| Drug | Class | Adult | Paediatric | Notes |
|---|---|---|---|---|
| Vaginal dinoprostone (PGE2) pessary or gel[1] | Synthetic prostaglandin E2 | Pessary 10 mg controlled-release × 24 h; gel 1–2 mg, repeat at 6 h if no response | — | Primary cervical ripening; remove for hyperstimulation, established labour, ROM, or 30 min before oxytocin start; avoid with prior caesarean (uterine rupture risk) |
| Misoprostol (vaginal or oral)[1] | Synthetic prostaglandin E1 | Vaginal: 25 µg every 4 h × max 5 doses. Oral: 50 µg every 4 h.
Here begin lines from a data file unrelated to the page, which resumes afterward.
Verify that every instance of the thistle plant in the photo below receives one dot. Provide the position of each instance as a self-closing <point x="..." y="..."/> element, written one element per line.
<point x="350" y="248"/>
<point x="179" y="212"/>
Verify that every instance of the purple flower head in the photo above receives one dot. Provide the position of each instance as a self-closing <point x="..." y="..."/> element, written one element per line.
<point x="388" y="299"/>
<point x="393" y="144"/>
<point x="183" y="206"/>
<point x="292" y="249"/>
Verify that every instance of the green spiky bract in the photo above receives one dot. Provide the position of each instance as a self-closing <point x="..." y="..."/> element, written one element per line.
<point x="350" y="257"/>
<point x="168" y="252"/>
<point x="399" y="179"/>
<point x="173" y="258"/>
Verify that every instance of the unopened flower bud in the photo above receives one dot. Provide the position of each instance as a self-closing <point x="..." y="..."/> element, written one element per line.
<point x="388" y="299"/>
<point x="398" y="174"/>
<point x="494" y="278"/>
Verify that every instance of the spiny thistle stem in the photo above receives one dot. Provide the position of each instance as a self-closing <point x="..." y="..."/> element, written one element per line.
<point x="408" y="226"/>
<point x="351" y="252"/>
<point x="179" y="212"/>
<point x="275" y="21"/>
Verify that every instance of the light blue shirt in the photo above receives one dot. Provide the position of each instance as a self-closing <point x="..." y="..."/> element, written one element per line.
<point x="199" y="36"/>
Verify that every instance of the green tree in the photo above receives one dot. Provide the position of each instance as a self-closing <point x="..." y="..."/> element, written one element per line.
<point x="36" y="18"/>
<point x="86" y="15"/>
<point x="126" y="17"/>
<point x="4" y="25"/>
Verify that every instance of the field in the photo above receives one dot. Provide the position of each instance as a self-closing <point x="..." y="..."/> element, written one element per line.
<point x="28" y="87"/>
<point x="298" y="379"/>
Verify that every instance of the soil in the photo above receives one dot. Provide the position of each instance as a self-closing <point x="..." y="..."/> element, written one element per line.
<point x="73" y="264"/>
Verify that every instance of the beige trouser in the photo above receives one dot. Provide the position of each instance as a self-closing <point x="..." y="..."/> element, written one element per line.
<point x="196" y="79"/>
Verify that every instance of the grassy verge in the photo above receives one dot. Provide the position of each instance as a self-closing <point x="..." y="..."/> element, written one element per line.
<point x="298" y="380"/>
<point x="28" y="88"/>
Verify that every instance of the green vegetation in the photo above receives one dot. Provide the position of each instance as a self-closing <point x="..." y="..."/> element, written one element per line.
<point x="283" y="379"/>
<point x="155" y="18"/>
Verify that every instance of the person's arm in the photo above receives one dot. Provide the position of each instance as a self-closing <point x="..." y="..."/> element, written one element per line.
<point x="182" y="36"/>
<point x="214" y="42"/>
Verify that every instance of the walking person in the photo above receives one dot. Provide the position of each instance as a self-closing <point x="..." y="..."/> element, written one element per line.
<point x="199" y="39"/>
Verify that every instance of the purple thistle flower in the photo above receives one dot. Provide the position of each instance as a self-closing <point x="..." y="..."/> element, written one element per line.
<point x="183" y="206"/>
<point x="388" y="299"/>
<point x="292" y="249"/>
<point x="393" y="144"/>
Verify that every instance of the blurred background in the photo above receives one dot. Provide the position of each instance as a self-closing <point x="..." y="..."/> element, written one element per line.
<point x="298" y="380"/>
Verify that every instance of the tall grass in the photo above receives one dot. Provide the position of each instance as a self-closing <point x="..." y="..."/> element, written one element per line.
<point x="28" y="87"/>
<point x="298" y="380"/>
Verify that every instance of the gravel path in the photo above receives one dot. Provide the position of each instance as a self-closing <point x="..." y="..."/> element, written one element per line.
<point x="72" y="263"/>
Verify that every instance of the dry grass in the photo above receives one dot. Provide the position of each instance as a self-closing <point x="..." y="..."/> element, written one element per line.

Sublingual 25 µg every 2 h (per local protocol) | — | Cervical ripening and labour induction; lower cost than PGE2; contraindicated with prior caesarean section (rupture risk); follow weight-based titration |
| Oxytocin (IV infusion)[1] | Synthetic oxytocin | Start 1–4 mU/min IV infusion; double every 30 min to maximum 32 mU/min titrated to 3–4 contractions in 10 min | — | After cervical ripening or with favourable cervix; continuous CTG; manage hyperstimulation by reducing rate; do not co-administer with prostaglandin within 30 min |
Indications, methods, and monitoring for elective and indicated induction of labour at term and post-dates in singleton pregnancies.